Kiko Casilla was a signing which should have boxed off the goalkeeping position at Leeds United for a few years to come. Real Madrid wanted no transfer fee but Casilla shot to the top of the wage bill at Elland Road, a marquee deal which left Marcelo Bielsa joking about Casilla’s sanity.
Four months on the club have issues on two fronts: a first choice whose salary might force them to move him on and a second-choice who indicated on Thursday that he would look to depart himself if regular games were not on offer next season. There was a subsequent attempt by Bailey Peacock-Farrell to tone down those comments but the number one shirt is up in the air with no guarantee about who will catch it.
Casilla’s half-season in United’s line-up was clouded in the end by a flurry of mistakes and a critical lapse of judgement during the Leeds’ play-off semi-final defeat to Derby County but it is his weekly wage, in excess of £30,000, which United are more concerned about; a weekly wage which would have been more than affordable in the Premier League but is harder to carry in the EFL.

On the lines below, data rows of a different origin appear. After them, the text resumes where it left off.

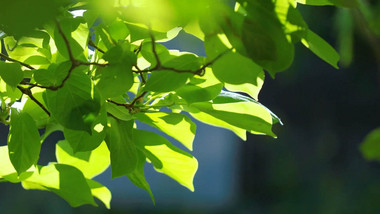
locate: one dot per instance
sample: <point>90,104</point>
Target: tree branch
<point>27,91</point>
<point>13,60</point>
<point>91,43</point>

Peacock-Farrell, Bielsa’s preferred choice in goal during the first half of this term, is on a far smaller salary and out of contract next summer, three years after signing his current deal. He features on a list of players who United plan to offer extensions to, alongside Kemar Roofe, Liam Cooper and Kalvin Phillips, but any offers will wait until the club have dealt with initial transfer business in and out of Elland Road.
Should Casilla go and a replacement arrive, Peacock-Farrell has already seen that hierarchies which establish themselves under Bielsa are organic rather than preordained. Leeds signed Jamal Blackman on loan from Chelsea last summer with a view to him starting the season as first choice but Bielsa was unhappy with Blackman’s weight and conditioning and gave Peacock-Farrell the gloves instead.
Even when Peacock-Farrell was dropped in January, displaced by Casilla at a time when Leeds sat at the top of the Championship, Bielsa predicted that the 22-year-old would come again. “He will play as a starter in the future,” Bielsa said, “and we have to contribute to take advantage of the time when there are less demanding goals for him. He is a very good asset for Leeds.”
United’s results were impressive with Peacock-Farrell behind their defence, better statistically than during Casilla’s run in the team, but his form and assurance concerned Bielsa in the run-up to Christmas and there were few arguments when the club made a beeline for another keeper in the January window.
Peacock-Farrell, though, is in danger of losing the impetus he gained during his run in the side and has a place in the Northern Ireland team to protect too. Northern Ireland’s coach, Michael O’Neill, was not dissuaded from calling him up after Casilla’s arrival at Leeds but Peacock-Farrell has moved beyond the stage where a seat on the bench at club or international level appeals to him.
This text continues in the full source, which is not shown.